Tidier isn't always better - we also need to protect our biodiversity
Thanks very much to a gardener named Paul who sent me a very engaging letter last week, asking me to issue a reminder of a timely matter.
Before I get to the letter, I want to remark on how beautiful our countryside looks at the moment, with everything bursting into life.
Shiny new calves basking in the fields, nest-building birds in full voice, and the unfurling new leaves on the trees are beacons of hope in these uncertain times.
In our towns and villages, too, there are signs of Tidy Towns committees being busy, with the disappearance of litter, the appearance of freshly painted flower pots and general sprucing-up.
This is where Paul's letter comes in.
"Three years ago while driving the back road into a local town, the verge caught my attention," he writes.
"It was full of wildflowers and buzzing with pollinators, heavenly sight. I was going to photograph it and record the species of wildflowers in it, to try to replicate it.

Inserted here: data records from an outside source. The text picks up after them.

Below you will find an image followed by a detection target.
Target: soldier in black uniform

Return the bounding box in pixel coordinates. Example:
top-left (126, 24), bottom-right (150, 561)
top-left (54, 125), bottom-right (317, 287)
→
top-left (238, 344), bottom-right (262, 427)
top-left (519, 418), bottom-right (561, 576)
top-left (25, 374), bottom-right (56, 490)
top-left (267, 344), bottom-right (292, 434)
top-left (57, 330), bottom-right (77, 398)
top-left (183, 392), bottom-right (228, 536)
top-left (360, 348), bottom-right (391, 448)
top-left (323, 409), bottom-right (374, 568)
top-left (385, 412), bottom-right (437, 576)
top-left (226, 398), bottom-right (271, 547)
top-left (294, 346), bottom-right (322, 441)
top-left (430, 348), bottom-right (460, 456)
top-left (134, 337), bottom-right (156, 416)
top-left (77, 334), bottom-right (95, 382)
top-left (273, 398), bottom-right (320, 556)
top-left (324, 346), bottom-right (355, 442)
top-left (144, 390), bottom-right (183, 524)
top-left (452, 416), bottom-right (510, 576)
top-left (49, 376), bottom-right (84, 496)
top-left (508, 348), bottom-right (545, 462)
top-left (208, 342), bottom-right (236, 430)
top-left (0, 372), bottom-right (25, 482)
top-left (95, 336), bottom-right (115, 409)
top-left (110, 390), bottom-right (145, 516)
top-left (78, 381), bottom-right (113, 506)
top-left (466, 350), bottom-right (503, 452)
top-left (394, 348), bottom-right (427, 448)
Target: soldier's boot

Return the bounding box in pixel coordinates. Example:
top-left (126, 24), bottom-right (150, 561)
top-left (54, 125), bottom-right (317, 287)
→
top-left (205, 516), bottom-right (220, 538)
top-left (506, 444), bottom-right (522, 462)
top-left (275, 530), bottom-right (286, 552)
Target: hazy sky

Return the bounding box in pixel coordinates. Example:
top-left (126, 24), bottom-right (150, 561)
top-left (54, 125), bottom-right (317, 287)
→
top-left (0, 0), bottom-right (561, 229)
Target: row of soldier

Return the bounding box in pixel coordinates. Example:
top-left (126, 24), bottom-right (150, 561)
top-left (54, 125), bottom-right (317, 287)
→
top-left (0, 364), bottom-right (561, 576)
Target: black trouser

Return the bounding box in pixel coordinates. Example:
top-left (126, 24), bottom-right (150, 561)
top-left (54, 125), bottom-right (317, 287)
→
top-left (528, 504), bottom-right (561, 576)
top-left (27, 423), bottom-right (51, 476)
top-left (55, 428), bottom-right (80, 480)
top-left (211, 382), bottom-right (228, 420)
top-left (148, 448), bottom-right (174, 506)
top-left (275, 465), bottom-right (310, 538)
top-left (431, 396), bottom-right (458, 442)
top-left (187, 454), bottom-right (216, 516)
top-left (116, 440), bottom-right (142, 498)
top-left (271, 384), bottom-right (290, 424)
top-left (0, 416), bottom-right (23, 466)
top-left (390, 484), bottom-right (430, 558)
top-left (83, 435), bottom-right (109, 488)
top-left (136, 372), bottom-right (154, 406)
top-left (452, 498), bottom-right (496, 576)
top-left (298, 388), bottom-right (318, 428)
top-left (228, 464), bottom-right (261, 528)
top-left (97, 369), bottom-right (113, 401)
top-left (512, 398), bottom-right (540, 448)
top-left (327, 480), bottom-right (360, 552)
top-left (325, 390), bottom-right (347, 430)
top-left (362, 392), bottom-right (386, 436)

"I did return a few days later, Jesus wept and so did I. As a Cavan man born and bred, I don't often succumb to such emotion.
"Ann, they tidied it all up, all those unsightly weeds. It looked like a silverback that had his arse shaved by a blind man."
I couldn't help laughing at Paul's words but he's describing an issue which also incenses me: sometimes, as soon as things are flourishing, they are knocked on the head, with a quick visit from a lawnmower, strimmer or shot of weed killer.
As Paul puts it so well: "A monoculture desert looks tidy but it is dead. Those weeds that they are tidying up are full of life, colour and energy."
So, in a direct call to Tidy Town groups, local authorities and those managing public - or indeed private - green areas, please consider before you cut or spray: what is it achieving, is there an alternative?
Though I also want to point out that this is now happening less, obviously due the Tidy Towns Competition, which I'd like to commend for its leadership on environment care.
The Tidy Towns special awards include the Local Authority Pollinator Award, with a prize-fund of €9,000, aimed at encouraging Tidy Towns groups to implement pollinator-friendly actions.
The aim of the award is to reverse the drop in our numbers of bees, which are crucial for plant pollination, by encouraging Tidy Towns groups to take on various measures.
These include leaving wildflowers to grow alongside roadsides, reducing the use of pesticides and using more pollinator-friendly planting in parks and gardens.
What's interesting is that there is a particular emphasis on a 'whole town' approach, as this is better for pollinating insects and will have greater long-term impacts for biodiversity.
It is also worth watching a short video on TidyTowns.ie featuring the Tidy Towns group in Geashill, Co Offaly, regional winner of a pollinator award last year.
Pat Foley, vice-chairman of the local group, says that there was a, "bit of bemusement" in 2015 when they first left the green margins unmown (except for a strip alongside the road for walking), the fear being that it would be "unsightly and lose us marks".
But that attitude quickly changed and, now, "everything we do is through the prism of biodiversity and pollinators".
The shift in emphasis suggests that window boxes and their mainly brightly-coloured annuals may be on their way out in the Tidy Towns.
Not only are they unattractive to wildlife, but they also require a lot of water, which as last summer showed, is an increasingly precious resource.